Je me rapprochai de lui.

— Qu’est-ce qui se passe ?

Il baissa les yeux sur moi, l’air d’hésiter.

— Il y a eu un accrochage entre le Kikuchi-gumi et le groupe de votre mari, lâcha-t-il enfin.

— Et c’est grave ? Les « accrochages », comme vous dites, il y en a eu toute la journée, non ?

— Mhm... c’est grave parce que le Kikuchi-gumi est affilié au Sumiyoshi-kai, qui est l’ennemi historique du Yamaguchi-gumi. Il y a une sorte de trêve pendant la fête de Sanja, et de toute façon, ces deux organisations ne sont plus en guerre, mais il suffit d’un peu d’alcool pour que les vieilles rancœurs se réveillent chez les soldats de bas rang... Et apparemment, votre mari en a envoyé un certain nombre à l’hôpital. Il y a des témoins et les flics d’Asakusa sont déjà sur place : je vais être obligé de le mettre en garde à vue.

Mon ventre se noua d’inquiétude.

— Oh non s’il vous plaît, ne le renvoyez pas en prison !

Je savais déjà que 99% des gardes à vue au Japon aboutissaient à une condamnation. En partie parce que les flics pouvaient détenir quelqu’un 23 jours sans lui laisser accès à un avocat, et aussi parce qu’ils mettaient une telle pression aux suspects qu’ils finissaient toujours par avouer quelque chose.

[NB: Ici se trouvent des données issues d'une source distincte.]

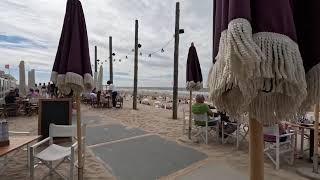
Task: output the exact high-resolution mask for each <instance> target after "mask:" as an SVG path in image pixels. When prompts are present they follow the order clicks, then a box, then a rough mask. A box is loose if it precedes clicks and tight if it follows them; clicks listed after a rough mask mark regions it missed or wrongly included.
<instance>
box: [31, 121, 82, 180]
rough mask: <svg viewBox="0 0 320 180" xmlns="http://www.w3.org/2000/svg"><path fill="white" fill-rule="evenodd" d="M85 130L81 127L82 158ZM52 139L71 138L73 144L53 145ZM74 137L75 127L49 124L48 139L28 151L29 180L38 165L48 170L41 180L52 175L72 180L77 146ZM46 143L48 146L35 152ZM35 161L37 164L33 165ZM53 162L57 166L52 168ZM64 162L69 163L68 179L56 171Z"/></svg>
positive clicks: (61, 177)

— Ça va dépendre de l’accusation, répondit Uchida. Mais ne vous inquiétez pas : les yakuzas ne portent jamais plainte, et votre mari n’est pas du genre à craquer en garde à vue. Je le sais : il n’a rien dit du tout pendant la précédente, et pourtant, ils n’ont pas été tendres avec lui.

— Sauf qu’il a été condamné à faire dix ans de taule, gémis-je.

— Parce que quelqu’un avait porté plainte contre lui. Normalement, on ne prend pas autant pour le meurtre d’un gangster étranger.

— Qui ?

— Je ne peux pas vous le dire. Mais quelqu’un l’a dénoncé et accusé de meurtre, oui. Sans ça, on ne serait pas remontés jusqu’à lui. On avait des soupçons par rapport au Yamaguchi-gumi, mais aucune preuve. C’est en partie pour ça que le procureur a sauté sur votre mari : on le lui servait comme sur un plateau. Ça se passe souvent ainsi avec les yakuzas... la plupart du temps, ils se livrent eux-mêmes.

Je me demandai qui avait vendu Hide. Kiriyama, peut-être... il en était bien capable, tant il le jalousait.

— Je dois y aller, finit par me dire Uchida. Je vais demander à quelqu’un de vous raccompagner chez vous.

— Non, protestai-je, laissez-moi venir avec vous ! Je dois voir mon mari.

— Désolé, mais cela va à l’encontre de la procédure.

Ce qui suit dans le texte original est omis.